Suddenly, a two-man, 80-foot sub was blasting them with torpedoes. The sailors fired back and hit the sub’s tower. A U.S. destroyer finished it off.

But the Curtiss was an inferno.

All four decks were burning,” Mahoney said. Men were trapped in different places.”

For nine hours, the crew doused flames. Many of them navigated through fire, smoke and the severely damaged areas of their listing ship, slipping and falling constantly. At one point, they made a gruesome discovery.

We found five of our friends in a half-circle with their arms around each other, burned to charcoal. We all said a prayer. [That] morning I had been to breakfast with them,” Mahoney wrote in his memoir.

Those who remained were preparing to abandon the ship when, somehow, it righted itself, he said.

Mahoney leaned against a rail, looking out at the harbor as a huge red ball” of a sun set, and whispered a prayer of thanks. Then he turned to the man covered in grease and soot next to him and asked about his brother.

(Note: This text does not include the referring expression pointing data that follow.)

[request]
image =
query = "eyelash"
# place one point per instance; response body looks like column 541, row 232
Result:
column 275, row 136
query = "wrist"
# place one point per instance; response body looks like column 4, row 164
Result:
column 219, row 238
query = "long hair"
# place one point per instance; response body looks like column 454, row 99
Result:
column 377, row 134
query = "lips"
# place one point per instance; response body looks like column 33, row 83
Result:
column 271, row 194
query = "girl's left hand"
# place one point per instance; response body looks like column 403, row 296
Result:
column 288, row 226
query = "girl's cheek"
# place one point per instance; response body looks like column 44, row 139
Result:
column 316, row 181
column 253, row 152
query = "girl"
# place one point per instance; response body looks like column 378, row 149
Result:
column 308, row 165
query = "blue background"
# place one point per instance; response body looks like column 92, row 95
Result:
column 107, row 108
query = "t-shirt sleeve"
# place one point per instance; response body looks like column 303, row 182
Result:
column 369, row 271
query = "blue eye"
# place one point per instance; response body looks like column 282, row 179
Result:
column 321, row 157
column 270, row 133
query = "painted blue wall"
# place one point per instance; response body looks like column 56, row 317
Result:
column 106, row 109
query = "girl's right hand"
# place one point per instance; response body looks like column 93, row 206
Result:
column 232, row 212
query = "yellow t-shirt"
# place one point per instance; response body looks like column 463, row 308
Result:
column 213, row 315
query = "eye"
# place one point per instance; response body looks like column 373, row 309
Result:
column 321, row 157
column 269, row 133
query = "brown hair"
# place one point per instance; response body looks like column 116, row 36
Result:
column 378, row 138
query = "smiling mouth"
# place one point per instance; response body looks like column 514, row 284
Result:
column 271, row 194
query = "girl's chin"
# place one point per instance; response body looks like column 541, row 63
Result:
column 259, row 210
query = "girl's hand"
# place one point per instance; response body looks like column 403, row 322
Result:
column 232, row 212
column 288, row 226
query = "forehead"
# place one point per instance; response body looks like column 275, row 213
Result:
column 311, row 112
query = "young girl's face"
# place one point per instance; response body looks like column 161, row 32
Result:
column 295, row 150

It turned out it WAS Harold.

“We embraced and cried like the kids we were,” he wrote.

Mahoney, Donovan,
Post 153 Commander James Donovan (CLIFFVIEW PILOT
photo)



Mahoney went on to serve in a series of critical World War II battles in Guadalcanal, Midway, Corregidor, Borneo, the Phillippines and Tokyo Bay, winning various stars along the way.

“War is HELL!” he wrote in a secret diary he kept while serving.

Mahoney, one of the few remaining members of the Pearl Harbor Survivors Association, now lives in Union Township. He has met just about every state and federal official connected to military and veterans’ affairs. He collected thousands of signatures spurring a bill in Trenton to rename the Turnpike in memory of the 2,400 fleet members who died that day – including dozens from The USS Curtiss.

And although the measure never made it to a full vote, Mahoney’s will and determination have led to the dedication of some important Pearl Harbor memorials in the state. That includes a spur of the Turnpike from Exit 6 to the Pennsylvania border.

“These men will always be remembered,” he said.

Donovan agreed. The attack on Pearl Harbor did more than “change forever all of our lives and your lives,” she told the veterans assembled. It also changed U.S. foreign policy going forward to address “treachery by foreign powers” so that there would be “no more Pearl Harbors.”

Although the stats have been heard before, she said, “it’s important to bear repeating”:

“2,388 Americans died in the attack, 1,178 Americans were wounded, 21 American ships were sunk or damaged, 323 American aircraft were destroyed or damaged.”

“Sir, I can never know what you went through that day, but I thank you very much for your service,” Donovan told Mahoney, to extended applause.